Gastrointestinal viral infections are a major global cause of disease and mortality in infants. Cytotoxic CD8⁺ T cells are critical to achieve viral control. However, studies investigating the development of CD8⁺ T cell immunity in human tissues early in life are lacking. Here, we investigated the maturation of the CD8⁺ T cell compartment in human fetal, infant and adult intestinal tissues. CD8⁺ T cells exhibiting a memory phenotype were already detected in fetal intestines and increased after birth. Infant intestines preferentially harbored effector CCR7⁻CD45RA⁻CD127⁻KLRG1^+/− CD8⁺ T cells compared to tissue-resident memory CD69⁺CD103⁺CD8⁺ T cells detected in adults. Functional cytotoxic capacity, including cytokine and granzyme B production of infant intestinal effector CD8⁺ T cells was, however, markedly reduced compared to adult intestinal CD8⁺ T cells. This was in line with the high expression of the inhibitory molecule PD-1 by infant intestinal effector CD8⁺ T cells. Taken together, we demonstrate that intestinal CD8⁺ T cell responses are induced early in human development, however exhibit a reduced functionality. The impaired CD8⁺ T cell functionality early in life contributes to tolerance during foreign antigen exposure after birth, however functions as an immune correlate for the increased susceptibility to gastrointestinal viral infections in infancy.
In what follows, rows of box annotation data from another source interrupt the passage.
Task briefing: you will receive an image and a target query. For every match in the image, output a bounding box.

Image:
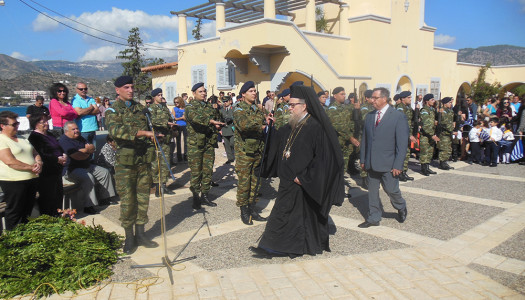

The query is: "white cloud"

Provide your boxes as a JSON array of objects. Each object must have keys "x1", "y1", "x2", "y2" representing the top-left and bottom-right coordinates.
[
  {"x1": 9, "y1": 51, "x2": 31, "y2": 61},
  {"x1": 80, "y1": 46, "x2": 120, "y2": 61},
  {"x1": 33, "y1": 7, "x2": 179, "y2": 41},
  {"x1": 434, "y1": 34, "x2": 456, "y2": 46}
]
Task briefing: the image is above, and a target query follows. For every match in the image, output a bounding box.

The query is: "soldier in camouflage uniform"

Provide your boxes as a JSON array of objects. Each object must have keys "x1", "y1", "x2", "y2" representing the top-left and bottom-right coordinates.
[
  {"x1": 273, "y1": 89, "x2": 290, "y2": 129},
  {"x1": 148, "y1": 88, "x2": 174, "y2": 197},
  {"x1": 396, "y1": 91, "x2": 416, "y2": 181},
  {"x1": 106, "y1": 76, "x2": 158, "y2": 254},
  {"x1": 184, "y1": 82, "x2": 225, "y2": 209},
  {"x1": 326, "y1": 87, "x2": 359, "y2": 197},
  {"x1": 419, "y1": 94, "x2": 439, "y2": 176},
  {"x1": 233, "y1": 81, "x2": 266, "y2": 225},
  {"x1": 359, "y1": 90, "x2": 375, "y2": 190},
  {"x1": 438, "y1": 97, "x2": 457, "y2": 170}
]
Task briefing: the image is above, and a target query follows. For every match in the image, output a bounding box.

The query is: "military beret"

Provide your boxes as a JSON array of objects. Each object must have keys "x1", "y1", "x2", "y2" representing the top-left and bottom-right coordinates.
[
  {"x1": 423, "y1": 94, "x2": 434, "y2": 101},
  {"x1": 399, "y1": 91, "x2": 412, "y2": 99},
  {"x1": 239, "y1": 81, "x2": 255, "y2": 94},
  {"x1": 441, "y1": 97, "x2": 452, "y2": 104},
  {"x1": 279, "y1": 89, "x2": 290, "y2": 98},
  {"x1": 191, "y1": 82, "x2": 204, "y2": 92},
  {"x1": 332, "y1": 86, "x2": 345, "y2": 95},
  {"x1": 115, "y1": 75, "x2": 133, "y2": 87},
  {"x1": 151, "y1": 88, "x2": 162, "y2": 97},
  {"x1": 290, "y1": 81, "x2": 304, "y2": 87}
]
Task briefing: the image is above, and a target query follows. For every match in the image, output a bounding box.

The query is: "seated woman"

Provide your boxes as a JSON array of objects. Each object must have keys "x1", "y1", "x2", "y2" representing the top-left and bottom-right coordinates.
[
  {"x1": 0, "y1": 111, "x2": 42, "y2": 230},
  {"x1": 29, "y1": 114, "x2": 67, "y2": 216}
]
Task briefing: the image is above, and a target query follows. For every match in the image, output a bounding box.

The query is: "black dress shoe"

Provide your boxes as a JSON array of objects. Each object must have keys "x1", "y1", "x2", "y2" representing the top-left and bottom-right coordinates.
[
  {"x1": 357, "y1": 221, "x2": 379, "y2": 228},
  {"x1": 84, "y1": 206, "x2": 98, "y2": 215},
  {"x1": 397, "y1": 207, "x2": 408, "y2": 223}
]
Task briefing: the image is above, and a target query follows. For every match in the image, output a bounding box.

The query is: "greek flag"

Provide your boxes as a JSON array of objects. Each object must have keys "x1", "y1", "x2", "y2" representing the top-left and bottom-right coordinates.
[
  {"x1": 510, "y1": 140, "x2": 523, "y2": 161},
  {"x1": 479, "y1": 130, "x2": 490, "y2": 141}
]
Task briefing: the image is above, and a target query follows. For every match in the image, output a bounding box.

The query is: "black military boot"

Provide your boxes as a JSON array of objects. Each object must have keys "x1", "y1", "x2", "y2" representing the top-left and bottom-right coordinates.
[
  {"x1": 398, "y1": 172, "x2": 408, "y2": 182},
  {"x1": 123, "y1": 226, "x2": 137, "y2": 255},
  {"x1": 249, "y1": 203, "x2": 267, "y2": 222},
  {"x1": 191, "y1": 191, "x2": 202, "y2": 210},
  {"x1": 201, "y1": 193, "x2": 217, "y2": 207},
  {"x1": 421, "y1": 164, "x2": 430, "y2": 176},
  {"x1": 403, "y1": 171, "x2": 414, "y2": 180},
  {"x1": 241, "y1": 205, "x2": 253, "y2": 225},
  {"x1": 135, "y1": 224, "x2": 159, "y2": 248},
  {"x1": 162, "y1": 183, "x2": 175, "y2": 195},
  {"x1": 427, "y1": 164, "x2": 437, "y2": 175}
]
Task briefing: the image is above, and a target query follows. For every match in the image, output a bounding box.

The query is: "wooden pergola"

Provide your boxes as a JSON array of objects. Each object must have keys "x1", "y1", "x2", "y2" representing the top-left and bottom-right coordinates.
[{"x1": 170, "y1": 0, "x2": 342, "y2": 23}]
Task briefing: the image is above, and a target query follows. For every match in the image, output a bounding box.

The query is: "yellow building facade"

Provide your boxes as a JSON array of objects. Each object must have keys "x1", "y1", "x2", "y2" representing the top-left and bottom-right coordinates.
[{"x1": 143, "y1": 0, "x2": 525, "y2": 105}]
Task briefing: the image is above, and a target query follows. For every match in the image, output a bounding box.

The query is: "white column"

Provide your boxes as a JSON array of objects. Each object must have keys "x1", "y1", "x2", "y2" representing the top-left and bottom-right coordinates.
[
  {"x1": 305, "y1": 0, "x2": 316, "y2": 32},
  {"x1": 339, "y1": 4, "x2": 348, "y2": 36},
  {"x1": 264, "y1": 0, "x2": 275, "y2": 19},
  {"x1": 177, "y1": 14, "x2": 188, "y2": 44},
  {"x1": 215, "y1": 2, "x2": 226, "y2": 36}
]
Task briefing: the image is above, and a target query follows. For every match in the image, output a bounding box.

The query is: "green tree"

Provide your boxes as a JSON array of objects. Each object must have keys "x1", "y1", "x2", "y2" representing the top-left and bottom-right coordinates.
[
  {"x1": 471, "y1": 63, "x2": 502, "y2": 105},
  {"x1": 191, "y1": 18, "x2": 202, "y2": 41},
  {"x1": 315, "y1": 7, "x2": 328, "y2": 32},
  {"x1": 117, "y1": 27, "x2": 151, "y2": 98}
]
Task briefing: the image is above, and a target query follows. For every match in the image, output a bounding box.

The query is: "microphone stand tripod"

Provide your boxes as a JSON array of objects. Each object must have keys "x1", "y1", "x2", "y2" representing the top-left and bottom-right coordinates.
[{"x1": 131, "y1": 108, "x2": 211, "y2": 285}]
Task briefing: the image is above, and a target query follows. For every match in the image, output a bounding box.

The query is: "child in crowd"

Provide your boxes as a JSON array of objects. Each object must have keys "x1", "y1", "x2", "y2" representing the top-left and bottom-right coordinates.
[
  {"x1": 468, "y1": 121, "x2": 482, "y2": 164},
  {"x1": 485, "y1": 118, "x2": 503, "y2": 167},
  {"x1": 499, "y1": 123, "x2": 514, "y2": 164}
]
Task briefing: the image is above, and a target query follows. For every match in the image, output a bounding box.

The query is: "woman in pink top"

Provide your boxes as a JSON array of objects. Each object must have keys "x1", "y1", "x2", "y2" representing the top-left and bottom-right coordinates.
[{"x1": 49, "y1": 83, "x2": 78, "y2": 135}]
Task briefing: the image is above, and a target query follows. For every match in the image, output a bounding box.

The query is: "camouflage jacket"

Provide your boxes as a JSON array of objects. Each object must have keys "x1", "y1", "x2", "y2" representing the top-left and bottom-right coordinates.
[
  {"x1": 233, "y1": 101, "x2": 265, "y2": 153},
  {"x1": 419, "y1": 105, "x2": 436, "y2": 137},
  {"x1": 273, "y1": 101, "x2": 290, "y2": 129},
  {"x1": 184, "y1": 100, "x2": 220, "y2": 148},
  {"x1": 396, "y1": 102, "x2": 414, "y2": 135},
  {"x1": 439, "y1": 108, "x2": 454, "y2": 135},
  {"x1": 148, "y1": 104, "x2": 173, "y2": 144},
  {"x1": 105, "y1": 99, "x2": 154, "y2": 166},
  {"x1": 326, "y1": 101, "x2": 355, "y2": 147}
]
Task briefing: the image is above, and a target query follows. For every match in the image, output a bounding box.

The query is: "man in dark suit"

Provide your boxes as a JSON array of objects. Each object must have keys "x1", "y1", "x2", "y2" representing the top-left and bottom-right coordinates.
[{"x1": 359, "y1": 88, "x2": 409, "y2": 228}]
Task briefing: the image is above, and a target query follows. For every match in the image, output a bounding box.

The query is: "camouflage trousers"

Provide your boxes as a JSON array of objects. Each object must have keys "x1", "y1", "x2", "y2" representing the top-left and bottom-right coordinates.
[
  {"x1": 235, "y1": 147, "x2": 261, "y2": 207},
  {"x1": 419, "y1": 135, "x2": 434, "y2": 164},
  {"x1": 115, "y1": 163, "x2": 151, "y2": 228},
  {"x1": 151, "y1": 144, "x2": 170, "y2": 183},
  {"x1": 188, "y1": 144, "x2": 215, "y2": 194},
  {"x1": 438, "y1": 133, "x2": 452, "y2": 161}
]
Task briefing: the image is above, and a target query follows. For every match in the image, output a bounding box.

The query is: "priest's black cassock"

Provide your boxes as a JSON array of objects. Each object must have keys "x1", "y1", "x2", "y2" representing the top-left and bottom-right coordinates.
[{"x1": 259, "y1": 86, "x2": 344, "y2": 257}]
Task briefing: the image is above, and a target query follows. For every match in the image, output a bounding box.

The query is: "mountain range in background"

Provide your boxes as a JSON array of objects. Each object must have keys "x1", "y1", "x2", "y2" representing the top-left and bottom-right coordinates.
[{"x1": 0, "y1": 45, "x2": 525, "y2": 97}]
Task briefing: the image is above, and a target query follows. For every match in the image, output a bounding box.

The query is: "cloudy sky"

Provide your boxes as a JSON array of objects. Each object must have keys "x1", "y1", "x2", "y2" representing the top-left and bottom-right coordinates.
[{"x1": 0, "y1": 0, "x2": 525, "y2": 61}]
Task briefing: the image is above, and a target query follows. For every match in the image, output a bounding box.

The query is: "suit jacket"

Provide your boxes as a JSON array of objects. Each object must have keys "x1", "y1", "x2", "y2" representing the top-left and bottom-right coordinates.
[{"x1": 361, "y1": 106, "x2": 409, "y2": 172}]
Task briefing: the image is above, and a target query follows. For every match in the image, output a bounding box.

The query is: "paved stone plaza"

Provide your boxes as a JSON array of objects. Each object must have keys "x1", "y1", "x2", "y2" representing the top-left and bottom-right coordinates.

胃肠道病毒感染是全球婴儿疾病和死亡的主要原因。细胞毒性 CD8 ⁺ T 细胞对于实现病毒控制至关重要。然而，缺乏调查生命早期人体组织中CD8 ^{+ T 细胞免疫力发展的研究。}在这里，我们研究了人类胎儿、婴儿和成人肠道组织中 CD8 ⁺ T 细胞区室的成熟。表现出记忆表型的CD8 ⁺ T 细胞已在胎儿肠道中检测到，并在出生后增加。婴儿肠道优先携带效应子 CCR7 ⁻ CD45RA ⁻ CD127 ⁻ KLRG1 ^+/− CD8 ⁺T 细胞与在成人中检测到的组织驻留记忆 CD69 ⁺ CD103 ⁺ CD8 ^{+ T 细胞相比。然而，与成人肠道 CD8 +} T 细胞相比，婴儿肠道效应 CD8 ⁺ T 细胞的功能性细胞毒性能力（包括细胞因子和颗粒酶 B 的产生）显着降低。^{这与婴儿肠道效应 CD8 +} T 细胞高表达抑制分子 PD-1 一致。总之，我们证明肠道 CD8 ⁺ T 细胞反应在人类发育早期被诱导，但表现出功能降低。受损的CD8 ⁺生命早期的 T 细胞功能有助于提高出生后外来抗原暴露期间的耐受性，但与婴儿期胃肠道病毒感染易感性增加的免疫相关。